Mashed in at 151 degrees for an hour. Sparged for just less than an hour. During the sparge, we stopped and stirred and vorlaufed to eliminate channeling in the grain bed. We collected a bit more wort than we wanted to due to being distracted by typical homebrew session distractions. Our target pre boil wort volume was to be 14 gallons, but we ended up with 14.67. We started the boil and had it rolling at 4:09 PM. Since we had more wort than we wanted, we decided to extend the boil to 90 minutes if required. The only thing though is that we added the 60 minutes hops at the beginning of the boil. I do not think extending the boil time by 30 minutes will hurt the finished beer in this regard.

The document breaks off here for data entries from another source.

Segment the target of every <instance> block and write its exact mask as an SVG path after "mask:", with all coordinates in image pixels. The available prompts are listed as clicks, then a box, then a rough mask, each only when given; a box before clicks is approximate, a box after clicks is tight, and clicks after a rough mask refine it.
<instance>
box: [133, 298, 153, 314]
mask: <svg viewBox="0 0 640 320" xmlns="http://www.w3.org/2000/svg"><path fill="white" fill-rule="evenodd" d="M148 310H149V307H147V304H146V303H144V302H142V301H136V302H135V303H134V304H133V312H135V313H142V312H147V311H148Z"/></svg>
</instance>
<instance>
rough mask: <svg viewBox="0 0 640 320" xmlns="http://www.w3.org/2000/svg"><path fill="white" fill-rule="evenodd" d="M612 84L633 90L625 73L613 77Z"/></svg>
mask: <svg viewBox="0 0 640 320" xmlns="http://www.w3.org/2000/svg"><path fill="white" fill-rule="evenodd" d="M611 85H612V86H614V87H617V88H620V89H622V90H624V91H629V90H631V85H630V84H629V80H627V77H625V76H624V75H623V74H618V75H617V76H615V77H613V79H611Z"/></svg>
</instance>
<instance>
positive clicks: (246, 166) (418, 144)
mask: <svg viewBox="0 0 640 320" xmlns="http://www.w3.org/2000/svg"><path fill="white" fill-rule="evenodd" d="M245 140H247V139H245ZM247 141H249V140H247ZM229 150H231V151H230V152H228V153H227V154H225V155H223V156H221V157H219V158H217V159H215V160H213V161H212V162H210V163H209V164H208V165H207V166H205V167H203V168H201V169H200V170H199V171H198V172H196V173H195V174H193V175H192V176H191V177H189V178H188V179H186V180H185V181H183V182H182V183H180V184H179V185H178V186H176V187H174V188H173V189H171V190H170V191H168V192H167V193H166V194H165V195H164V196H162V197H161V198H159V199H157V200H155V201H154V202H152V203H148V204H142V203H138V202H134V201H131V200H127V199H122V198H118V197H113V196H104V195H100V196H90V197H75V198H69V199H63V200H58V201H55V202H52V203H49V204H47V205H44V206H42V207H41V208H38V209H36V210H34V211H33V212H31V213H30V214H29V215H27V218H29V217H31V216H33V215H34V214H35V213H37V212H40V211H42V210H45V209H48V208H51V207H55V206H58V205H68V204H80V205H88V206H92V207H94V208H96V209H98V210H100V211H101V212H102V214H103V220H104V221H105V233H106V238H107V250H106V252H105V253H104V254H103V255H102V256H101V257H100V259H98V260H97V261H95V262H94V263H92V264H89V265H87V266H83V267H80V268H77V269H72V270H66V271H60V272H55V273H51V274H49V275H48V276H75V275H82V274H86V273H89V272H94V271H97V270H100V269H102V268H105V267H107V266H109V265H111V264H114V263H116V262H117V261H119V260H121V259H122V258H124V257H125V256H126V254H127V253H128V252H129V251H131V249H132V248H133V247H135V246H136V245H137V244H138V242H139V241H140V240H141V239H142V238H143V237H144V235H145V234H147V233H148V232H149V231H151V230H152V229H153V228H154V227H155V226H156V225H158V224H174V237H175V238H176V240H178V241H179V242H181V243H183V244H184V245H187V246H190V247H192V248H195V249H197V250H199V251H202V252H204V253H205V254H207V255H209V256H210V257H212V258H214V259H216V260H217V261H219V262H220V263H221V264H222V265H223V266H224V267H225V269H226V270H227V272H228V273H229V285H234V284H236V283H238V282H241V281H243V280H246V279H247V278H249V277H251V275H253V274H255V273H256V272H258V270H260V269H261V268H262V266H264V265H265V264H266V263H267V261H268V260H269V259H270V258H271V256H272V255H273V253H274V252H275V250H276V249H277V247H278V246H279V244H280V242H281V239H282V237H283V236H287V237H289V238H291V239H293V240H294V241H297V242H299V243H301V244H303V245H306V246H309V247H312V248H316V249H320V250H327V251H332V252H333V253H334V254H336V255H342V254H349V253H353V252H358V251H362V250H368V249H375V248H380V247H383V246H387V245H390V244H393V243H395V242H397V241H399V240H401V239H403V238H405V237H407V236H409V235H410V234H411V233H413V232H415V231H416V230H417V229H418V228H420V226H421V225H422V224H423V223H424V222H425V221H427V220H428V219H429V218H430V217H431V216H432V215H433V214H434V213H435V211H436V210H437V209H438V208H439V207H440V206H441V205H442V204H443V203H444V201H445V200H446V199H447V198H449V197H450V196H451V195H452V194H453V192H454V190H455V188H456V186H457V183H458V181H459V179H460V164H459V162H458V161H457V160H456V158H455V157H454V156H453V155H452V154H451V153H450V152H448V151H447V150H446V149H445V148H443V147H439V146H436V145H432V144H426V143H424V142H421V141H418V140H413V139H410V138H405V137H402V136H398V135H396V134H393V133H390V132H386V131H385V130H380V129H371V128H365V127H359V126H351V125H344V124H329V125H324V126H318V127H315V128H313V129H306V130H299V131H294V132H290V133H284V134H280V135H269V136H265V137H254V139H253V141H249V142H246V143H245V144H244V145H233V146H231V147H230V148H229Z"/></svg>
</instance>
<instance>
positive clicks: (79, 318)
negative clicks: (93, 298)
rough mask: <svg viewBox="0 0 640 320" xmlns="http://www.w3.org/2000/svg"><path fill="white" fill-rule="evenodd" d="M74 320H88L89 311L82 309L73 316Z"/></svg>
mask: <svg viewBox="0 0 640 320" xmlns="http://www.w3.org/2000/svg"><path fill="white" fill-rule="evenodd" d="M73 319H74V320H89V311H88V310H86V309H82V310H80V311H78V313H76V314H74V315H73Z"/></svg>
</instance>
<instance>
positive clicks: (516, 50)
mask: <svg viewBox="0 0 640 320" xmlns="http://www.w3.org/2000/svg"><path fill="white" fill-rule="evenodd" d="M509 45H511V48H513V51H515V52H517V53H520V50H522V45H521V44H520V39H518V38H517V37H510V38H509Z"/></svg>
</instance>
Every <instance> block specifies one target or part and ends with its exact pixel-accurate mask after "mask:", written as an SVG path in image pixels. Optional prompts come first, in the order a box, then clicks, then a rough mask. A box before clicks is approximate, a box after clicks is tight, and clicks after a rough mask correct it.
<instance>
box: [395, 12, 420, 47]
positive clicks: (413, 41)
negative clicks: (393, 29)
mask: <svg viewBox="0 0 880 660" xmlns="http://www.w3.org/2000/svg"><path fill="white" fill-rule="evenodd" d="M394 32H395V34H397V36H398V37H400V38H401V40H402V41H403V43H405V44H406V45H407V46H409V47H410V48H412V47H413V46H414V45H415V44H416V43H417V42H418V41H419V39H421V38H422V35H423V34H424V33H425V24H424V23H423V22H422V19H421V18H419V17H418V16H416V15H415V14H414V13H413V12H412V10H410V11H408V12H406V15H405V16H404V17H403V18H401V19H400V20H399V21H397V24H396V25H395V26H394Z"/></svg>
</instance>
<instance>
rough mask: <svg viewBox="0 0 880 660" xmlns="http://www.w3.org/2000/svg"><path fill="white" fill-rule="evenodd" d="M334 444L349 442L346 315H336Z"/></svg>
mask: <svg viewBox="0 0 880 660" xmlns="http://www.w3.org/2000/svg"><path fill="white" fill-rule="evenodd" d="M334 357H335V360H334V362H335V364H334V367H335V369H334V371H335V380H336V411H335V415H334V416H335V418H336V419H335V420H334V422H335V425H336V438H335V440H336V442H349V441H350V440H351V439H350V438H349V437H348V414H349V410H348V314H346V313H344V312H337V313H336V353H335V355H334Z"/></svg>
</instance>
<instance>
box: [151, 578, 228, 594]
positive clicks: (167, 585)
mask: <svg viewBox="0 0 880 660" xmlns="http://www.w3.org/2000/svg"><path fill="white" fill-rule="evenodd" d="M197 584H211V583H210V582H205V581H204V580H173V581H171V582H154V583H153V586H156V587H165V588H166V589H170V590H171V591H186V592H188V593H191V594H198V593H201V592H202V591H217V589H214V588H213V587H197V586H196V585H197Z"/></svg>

We kept a hard rolling boil to get the volume down to the 11 gallons we wanted at the end of the boil. The propane tank kept icing up around the bottom half and gas flow slowed many times. Shaking the propane tank help get the gas flow back up. I haven’t seen this in past brews. The air temperature at the start of the brew session was around 55 degrees. I think it was about that during the boil. This could have something to do with the tank freezing up. As gas flows through the valve and regulator, the pressure drops and so does the temp, bringing the temp down below freezing.

We hooked up the Therminator counter flow chiller and began to pump boiling wort through it at 15 minutes remaining in the boil. Also added two Whirlflox tablets and the 15 minute hops. After flameout at 5:40 PM, we chilled the wort, recirculating it through the Therminator counter flow chiller. The hose water was around 64 degrees, so the chiller worked really well, bringing the 11 gallons of wort from boiling to 68 degrees in less than thirty minutes. This is a good chill time for Two Finger Head Homebrew – we’re not so lucky in the summer with the high hose water temps.

Once chilled, we ran the wort into two plastic pail fermenters. We hit our target levels in both with nearly zero wort remaining in the boil pot. Specific gravity: SG=1.055. Our recipe suggested 1.054, so we’ll call it a complete success!

I sprinkled one pack of Danstar Windsor ale yeast onto the surface of the wort in each of the fermentation pails, placed them in the 67 degree refrigerator and installed the airlocks.

This brew seemed to go off really well. We usually have some technical issue or something that happens to throw us off. The only unplanned thing was that we drew too much wort during the sparge, so we had to boil for 90 minutes and that was just not a problem!

UPDATE 111210: The beer has be fermenting in the refrigerator at 67 degrees F since brewday for the last two weeks. Today I set the temperature controller to 36 degrees to begin cold crashing. I will leave it for another two weeks and then it will be ready to keg and condition.